Server-Side Controls

  • Servers in locked rooms; limited admin accounts.
  • Multi-layer passwords (OS + DBMS accounts).
  • GRANT/REVOKE least-privilege.

Network Controls

  • Dangers: eavesdropping, spoofing, packet capture.
  • Countermeasures: encryption (TLS), mutual authentication, IP filtering, VPN.
  • Maintain audit trails for forensics.

Web Security Particularities

  • Dynamic pages introduce SQL-Injection risk → cleanse/filter input, parameterized queries.
  • User authentication: HTML login forms → session cookies.
  • Session security: HTTPS (SSL/TLS) encrypts cookies & payload.
  • Web server hardening: minimize open ports, remove unused packages, limit compiler/interpreter access.
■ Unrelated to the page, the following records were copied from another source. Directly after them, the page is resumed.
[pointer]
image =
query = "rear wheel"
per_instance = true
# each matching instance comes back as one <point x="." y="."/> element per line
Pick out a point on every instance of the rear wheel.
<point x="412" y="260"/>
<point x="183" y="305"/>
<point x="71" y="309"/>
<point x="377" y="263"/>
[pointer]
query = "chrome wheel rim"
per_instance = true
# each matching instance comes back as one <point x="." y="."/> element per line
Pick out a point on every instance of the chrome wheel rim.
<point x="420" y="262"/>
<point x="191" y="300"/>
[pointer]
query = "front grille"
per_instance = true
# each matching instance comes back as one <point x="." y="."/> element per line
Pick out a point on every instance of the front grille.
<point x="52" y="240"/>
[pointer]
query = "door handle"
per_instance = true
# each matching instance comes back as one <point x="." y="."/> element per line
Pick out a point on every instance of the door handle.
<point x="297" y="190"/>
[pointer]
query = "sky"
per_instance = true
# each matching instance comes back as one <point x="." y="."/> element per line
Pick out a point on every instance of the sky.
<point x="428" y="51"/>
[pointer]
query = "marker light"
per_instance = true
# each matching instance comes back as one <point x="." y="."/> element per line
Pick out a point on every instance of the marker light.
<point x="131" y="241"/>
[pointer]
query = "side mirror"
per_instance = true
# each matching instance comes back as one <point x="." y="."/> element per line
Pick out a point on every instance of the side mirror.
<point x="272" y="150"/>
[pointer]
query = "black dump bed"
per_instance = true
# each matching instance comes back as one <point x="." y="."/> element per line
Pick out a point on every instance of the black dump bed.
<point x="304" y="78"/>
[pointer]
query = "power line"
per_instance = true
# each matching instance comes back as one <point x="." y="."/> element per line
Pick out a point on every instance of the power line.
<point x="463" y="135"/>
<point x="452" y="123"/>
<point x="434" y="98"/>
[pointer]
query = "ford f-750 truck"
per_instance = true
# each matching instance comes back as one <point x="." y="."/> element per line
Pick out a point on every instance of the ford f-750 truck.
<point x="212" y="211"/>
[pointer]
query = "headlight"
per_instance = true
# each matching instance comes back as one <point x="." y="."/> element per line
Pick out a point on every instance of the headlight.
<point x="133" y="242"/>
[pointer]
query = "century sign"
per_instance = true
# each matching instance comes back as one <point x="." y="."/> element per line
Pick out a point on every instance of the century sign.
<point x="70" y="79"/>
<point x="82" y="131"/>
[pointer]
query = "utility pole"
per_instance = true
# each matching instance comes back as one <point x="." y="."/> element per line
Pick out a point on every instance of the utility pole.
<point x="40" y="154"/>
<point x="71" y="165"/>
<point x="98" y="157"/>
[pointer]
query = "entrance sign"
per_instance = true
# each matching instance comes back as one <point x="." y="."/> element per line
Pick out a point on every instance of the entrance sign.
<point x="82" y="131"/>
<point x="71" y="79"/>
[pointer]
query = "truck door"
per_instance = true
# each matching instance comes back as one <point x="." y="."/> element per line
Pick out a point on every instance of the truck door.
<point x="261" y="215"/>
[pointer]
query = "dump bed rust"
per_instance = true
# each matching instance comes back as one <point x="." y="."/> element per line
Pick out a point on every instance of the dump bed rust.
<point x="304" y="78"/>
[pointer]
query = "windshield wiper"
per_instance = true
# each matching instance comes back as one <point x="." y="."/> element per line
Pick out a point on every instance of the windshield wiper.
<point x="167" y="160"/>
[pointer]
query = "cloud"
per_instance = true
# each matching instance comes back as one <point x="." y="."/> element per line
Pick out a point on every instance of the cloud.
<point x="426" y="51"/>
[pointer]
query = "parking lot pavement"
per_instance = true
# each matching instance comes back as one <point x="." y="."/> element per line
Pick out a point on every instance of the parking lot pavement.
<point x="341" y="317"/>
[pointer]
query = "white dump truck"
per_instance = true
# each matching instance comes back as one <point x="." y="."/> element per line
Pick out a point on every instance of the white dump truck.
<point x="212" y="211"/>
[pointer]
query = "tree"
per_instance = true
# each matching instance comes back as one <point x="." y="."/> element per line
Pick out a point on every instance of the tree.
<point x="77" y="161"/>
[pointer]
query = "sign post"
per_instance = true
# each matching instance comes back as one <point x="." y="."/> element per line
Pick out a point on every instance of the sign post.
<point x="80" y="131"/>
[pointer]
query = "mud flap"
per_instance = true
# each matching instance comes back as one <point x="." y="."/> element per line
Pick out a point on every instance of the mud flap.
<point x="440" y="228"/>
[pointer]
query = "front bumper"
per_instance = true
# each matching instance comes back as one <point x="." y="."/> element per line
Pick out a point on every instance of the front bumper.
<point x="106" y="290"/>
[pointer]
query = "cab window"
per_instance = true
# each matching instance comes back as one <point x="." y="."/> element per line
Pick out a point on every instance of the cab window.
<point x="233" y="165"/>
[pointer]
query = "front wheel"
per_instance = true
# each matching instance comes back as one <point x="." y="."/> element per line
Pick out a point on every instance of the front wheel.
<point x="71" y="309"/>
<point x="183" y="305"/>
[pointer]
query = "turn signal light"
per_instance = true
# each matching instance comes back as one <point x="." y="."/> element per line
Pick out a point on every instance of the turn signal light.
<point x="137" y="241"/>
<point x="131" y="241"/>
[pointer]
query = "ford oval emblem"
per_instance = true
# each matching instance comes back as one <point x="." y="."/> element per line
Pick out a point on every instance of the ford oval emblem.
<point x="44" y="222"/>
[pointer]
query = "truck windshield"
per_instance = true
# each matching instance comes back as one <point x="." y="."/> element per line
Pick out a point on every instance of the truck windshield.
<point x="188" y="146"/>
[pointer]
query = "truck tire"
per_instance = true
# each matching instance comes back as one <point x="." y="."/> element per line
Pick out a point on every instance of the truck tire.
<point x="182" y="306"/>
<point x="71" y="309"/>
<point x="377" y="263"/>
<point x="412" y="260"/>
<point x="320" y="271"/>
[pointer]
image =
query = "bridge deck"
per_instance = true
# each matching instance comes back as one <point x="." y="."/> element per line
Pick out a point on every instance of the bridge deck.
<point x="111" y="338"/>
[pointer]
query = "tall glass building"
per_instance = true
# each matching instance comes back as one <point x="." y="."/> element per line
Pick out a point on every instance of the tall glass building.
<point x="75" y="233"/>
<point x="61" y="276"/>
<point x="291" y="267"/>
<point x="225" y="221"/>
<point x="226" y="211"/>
Data Privacy & Legislation

  • Users’ right to know, correct, delete personal data under GDPR.
  • Platform for Privacy Preferences (P3P) communicates site policy vs. browser/user preferences.
  • Employers may legally monitor employee communications on corporate assets; encryption recommended for private comms.

Glossary & Key Terms

  • Application Partitioning – distributing code across tiers.
  • API – callable routines exposing service (ODBC, JDBC …).
  • Two-Phase Locking (2PL) – growing phase acquire locks, shrinking release; ensures serializability.
  • Thick vs. Thin Client – amount of business logic stored client-side.
  • Transaction Boundaries – begin/commit/rollback points.
  • TP Monitor – middleware coordinating transactions among multiple resources.
  • JSON – lightweight text format for data interchange, native to JS.

Big-Picture Takeaways

  • Selecting the right partitioning and concurrency strategy is fundamental to performance, integrity, and maintainability.
  • Middleware APIs abstract vendor specifics but devs must still understand underlying DB constraints (transactions, locks, security).
  • Three-tier + cloud/container orchestration is current mainstream; expect continued movement toward micro-services, serverless functions using same core principles.